Opinion
16505 1453/13.
12-29-2015
Marianne Karas, Thornwood, for appellant. Cyrus R. Vance, Jr., District Attorney, New York (David P. Stromes of counsel), for respondent.
Marianne Karas, Thornwood, for appellant.
Cyrus R. Vance, Jr., District Attorney, New York (David P. Stromes of counsel), for respondent.
Opinion
Judgment, Supreme Court, New York County (Edward J. McLaughlin, J.), rendered July 2, 2013, as amended September 30, 2013, convicting defendant, upon his plea of guilty, of conspiracy in the second degree, and sentencing him to a term of 6 to 18 years, unanimously affirmed.

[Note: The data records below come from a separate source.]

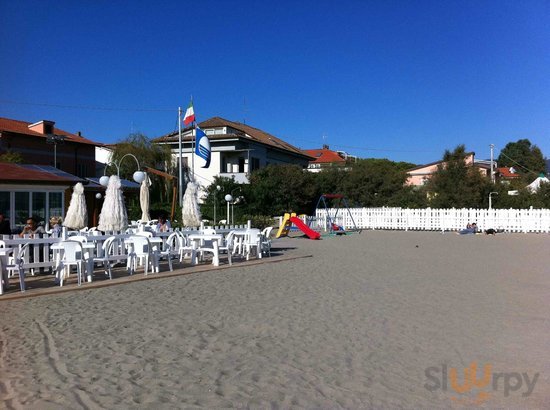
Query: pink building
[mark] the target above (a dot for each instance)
(420, 175)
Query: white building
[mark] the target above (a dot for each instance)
(237, 150)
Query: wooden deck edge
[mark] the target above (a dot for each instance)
(188, 270)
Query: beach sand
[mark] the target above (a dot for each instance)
(355, 325)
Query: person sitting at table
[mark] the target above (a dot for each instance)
(32, 228)
(55, 225)
(5, 228)
(163, 225)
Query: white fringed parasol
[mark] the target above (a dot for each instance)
(144, 199)
(113, 216)
(77, 214)
(191, 215)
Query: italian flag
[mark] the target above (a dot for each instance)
(189, 114)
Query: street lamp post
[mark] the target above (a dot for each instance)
(139, 176)
(234, 200)
(218, 188)
(228, 199)
(55, 139)
(490, 199)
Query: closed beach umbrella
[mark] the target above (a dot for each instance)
(191, 215)
(113, 216)
(77, 214)
(144, 199)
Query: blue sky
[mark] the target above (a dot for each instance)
(403, 80)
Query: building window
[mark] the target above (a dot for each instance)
(5, 206)
(55, 204)
(81, 170)
(38, 209)
(254, 164)
(22, 208)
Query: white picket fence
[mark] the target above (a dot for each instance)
(509, 220)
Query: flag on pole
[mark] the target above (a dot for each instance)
(189, 114)
(202, 147)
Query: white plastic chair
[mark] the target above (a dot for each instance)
(266, 240)
(252, 243)
(185, 248)
(228, 246)
(15, 264)
(112, 253)
(171, 249)
(72, 255)
(141, 250)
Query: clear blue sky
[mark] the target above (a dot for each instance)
(397, 79)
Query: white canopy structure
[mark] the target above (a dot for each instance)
(190, 213)
(77, 214)
(113, 216)
(144, 199)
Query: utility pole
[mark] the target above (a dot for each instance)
(180, 159)
(492, 164)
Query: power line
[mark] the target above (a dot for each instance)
(367, 148)
(522, 166)
(87, 107)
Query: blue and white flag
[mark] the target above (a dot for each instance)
(202, 147)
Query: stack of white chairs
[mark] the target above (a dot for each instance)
(185, 248)
(141, 250)
(112, 252)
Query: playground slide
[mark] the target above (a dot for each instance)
(304, 228)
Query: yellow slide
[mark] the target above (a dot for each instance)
(285, 226)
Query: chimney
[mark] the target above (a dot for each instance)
(43, 127)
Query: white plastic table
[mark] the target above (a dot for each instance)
(198, 243)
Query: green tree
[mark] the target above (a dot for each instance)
(277, 189)
(526, 158)
(375, 182)
(457, 184)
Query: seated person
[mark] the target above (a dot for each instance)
(5, 228)
(32, 228)
(55, 225)
(339, 230)
(470, 229)
(163, 225)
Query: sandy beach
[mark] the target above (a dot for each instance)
(363, 321)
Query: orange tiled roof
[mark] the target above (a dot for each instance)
(324, 156)
(505, 173)
(22, 127)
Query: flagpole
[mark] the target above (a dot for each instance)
(194, 144)
(180, 160)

The record does not reflect that defendant knowingly and voluntarily waived his appellate rights (see People v. Bradshaw, 18 N.Y.3d 257, 264, 938 N.Y.S.2d 254, 961 N.E.2d 645 2011; see People v. Seaberg, 74 N.Y.2d 1, 111, 543 N.Y.S.2d 968, 541 N.E.2d 1022 1989 ). Notwithstanding, we do not reach defendant's claim that his guilty plea was invalid because it was unpreserved. Defendant did not make a postallocution motion to either withdraw his plea or to set aside the judgment of conviction pursuant to CPL 440.10, (see People v. Conceicao, 26 N.Y.3d 375, ––– N.Y.S.3d ––––, ––– N.E.3d ––––, 2015 N.Y. Slip Op. 08615; see People v. Jackson, 123 A.D.3d 634, 999 N.Y.S.2d 73 1st Dept.2014, lv. denied 25 N.Y.3d 1202, 16 N.Y.S.3d 525, 37 N.E.3d 1168 2015 ), and we decline to review it in the interest of justice. Unlike the situation in People v. Tyrell, 22 N.Y.3d 359, 364, 981 N.Y.S.2d 336, 4 N.E.3d 346 (2013), defendant had the opportunity to move to withdraw his plea or otherwise raise the issue, and the alleged deficiency did not rise to the level of a mode of proceedings error. As an alternative holding, we find that the record as a whole establishes the voluntariness of the plea (see Conceicao, 26 N.Y.3d 375, ––– N.Y.S.3d ––––, ––– N.E.3d ––––, 2015 N.Y. Slip Op. 08615, 11/21, 22 N.Y.3d at 365, 981 N.Y.S.2d 336, 4 N.E.3d 346; see also People v. Harris, 61 N.Y.2d 9, 16–19, 471 N.Y.S.2d 61, 459 N.E.2d 170 1983 ).
Defendant's ineffective assistance of counsel claims are unreviewable on direct appeal because they involve matters outside the record (see People v. Rivera, 71 N.Y.2d 705, 709, 530 N.Y.S.2d 52, 525 N.E.2d 698 1988; People v. Love, 57 N.Y.2d 998, 457 N.Y.S.2d 238, 443 N.E.2d 486 1982 ). Accordingly, since defendant has not made a CPL 440.10 motion, the merits of the ineffectiveness claims may not be addressed on appeal. In the alternative, to the extent the existing record permits review, we find that defendant received effective assistance under the state and federal standards (see People v. Benevento, 91 N.Y.2d 708, 713–714, 674 N.Y.S.2d 629, 697 N.E.2d 584 1998; People v. Ford, 86 N.Y.2d 397, 404, 633 N.Y.S.2d 270, 657 N.E.2d 265 1995 ) Strickland v. Washington, 466 U.S. 668, 104 S.Ct. 2052, 80 L.Ed.2d 674 (1984).